First off "the only stupid question is the question never asked" remember that. as far as mark ups 10-15% for materials and subs 20-25%. In the long run after all the numbers are in, you'll see that the customer will see that your not ripping them offby over bidding and The number will ( for you) be justifyed ( no guilt) Good luck. :thumbsup:


----------



## Larry D. (Feb 18, 2009)

First off "the only stupid question is the question never asked" remember that. as far as mark ups 10-15% for materials and subs 20-25%. In the long run after all the numbers are in, you'll see that the customer will see that your not ripping them offby over bidding and The number will ( for you) be justifyed ( no guilt) Good luck. :thumbsup:


----------



## Winchester (Jun 29, 2008)

If you don't mark it up what's the point in you going through all the effort of finding a sub, scheduling the sub, and paying the sub out of your own pocket? If you don't mark it up you're donating your time and money.

If they don't want to pay for your subs through you, let them be their own general and go find someone who needs one.
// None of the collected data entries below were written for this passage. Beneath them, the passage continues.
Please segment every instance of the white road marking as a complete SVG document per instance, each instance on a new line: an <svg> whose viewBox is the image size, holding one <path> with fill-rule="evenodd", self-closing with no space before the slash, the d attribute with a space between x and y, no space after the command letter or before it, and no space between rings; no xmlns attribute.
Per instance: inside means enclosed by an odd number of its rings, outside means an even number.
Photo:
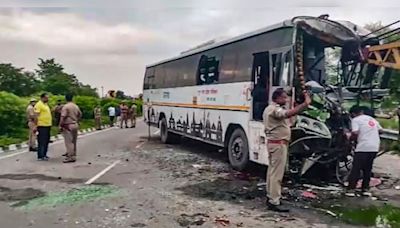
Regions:
<svg viewBox="0 0 400 228"><path fill-rule="evenodd" d="M141 143L137 144L135 148L136 148L136 149L139 149L139 148L142 147L143 144L145 144L145 143L146 143L146 141L141 142Z"/></svg>
<svg viewBox="0 0 400 228"><path fill-rule="evenodd" d="M94 177L90 178L88 181L86 181L85 184L92 184L97 179L99 179L101 176L103 176L105 173L107 173L112 168L114 168L114 166L116 166L120 162L121 162L120 160L117 160L114 163L112 163L111 165L107 166L107 168L103 169L100 173L96 174L96 176L94 176Z"/></svg>
<svg viewBox="0 0 400 228"><path fill-rule="evenodd" d="M103 132L110 131L110 130L112 130L112 128L107 128L107 129L104 129L102 131L96 131L96 132L88 133L88 134L85 134L85 135L79 135L78 138L86 138L88 136L99 134L99 133L103 133ZM64 140L56 141L56 142L50 144L49 146L52 147L53 145L57 145L57 144L60 144L60 143L64 143ZM25 154L25 153L28 153L28 152L29 152L29 150L24 150L24 151L12 153L12 154L9 154L9 155L1 156L0 160L6 159L6 158L11 158L11 157L14 157L14 156L17 156L17 155L20 155L20 154Z"/></svg>
<svg viewBox="0 0 400 228"><path fill-rule="evenodd" d="M158 133L160 133L160 130L157 130L157 131L153 132L154 135L156 135Z"/></svg>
I don't know about you, but I run a business, not a charity.


----------



## J F (Dec 3, 2005)

Who is ultimately going to be responsible for the sub's work? Let's say the sub only finishes 50% of the work...who's the h/o going to be looking at?


----------



## Cdat (Apr 18, 2007)

Larry D. said:


> First off "the only stupid question is the question never asked" remember that.


No, you got it wrong:
There are no stupid questions, but there are a *LOT* of inquisitive idiots.:thumbsup:


----------



## OCRS (Apr 29, 2008)

Titodbuilder said:


> But if the sub has their cost of labor and material and markup and overhead before he gives you a price then you take it and do the same again with markup and overhead would that not jump the selling price for that aspect of the job to a very high level? If the client asks you to break up your quote then the section that is subbed out seems way off because if has a double dosage of overhead and markup. Am I not thinking straight?


It sounds like you might be more comfortable with a cost + arrangement. Look at it this way. The HO has asked you to arrange, oversee, and pay for all subs. What will you charge for this service?


----------



## Mellison (Aug 3, 2008)

Winchester said:


> If you don't mark it up what's the point in you going through all the effort of finding a sub, scheduling the sub, and paying the sub out of your own pocket? If you don't mark it up you're donating your time and money.
> 
> If they don't want to pay for your subs through you, let them be their own general and go find someone who needs one.
> 
> ...


Let's not forget cleaning up after them.......... I mean really cleaning up.


----------



## mics_54 (Oct 28, 2008)

cost plus 20%


----------



## Titodbuilder (Feb 6, 2009)

Thanks again fellaz!


----------



## Titodbuilder (Feb 6, 2009)

Thanks Fellaz!


----------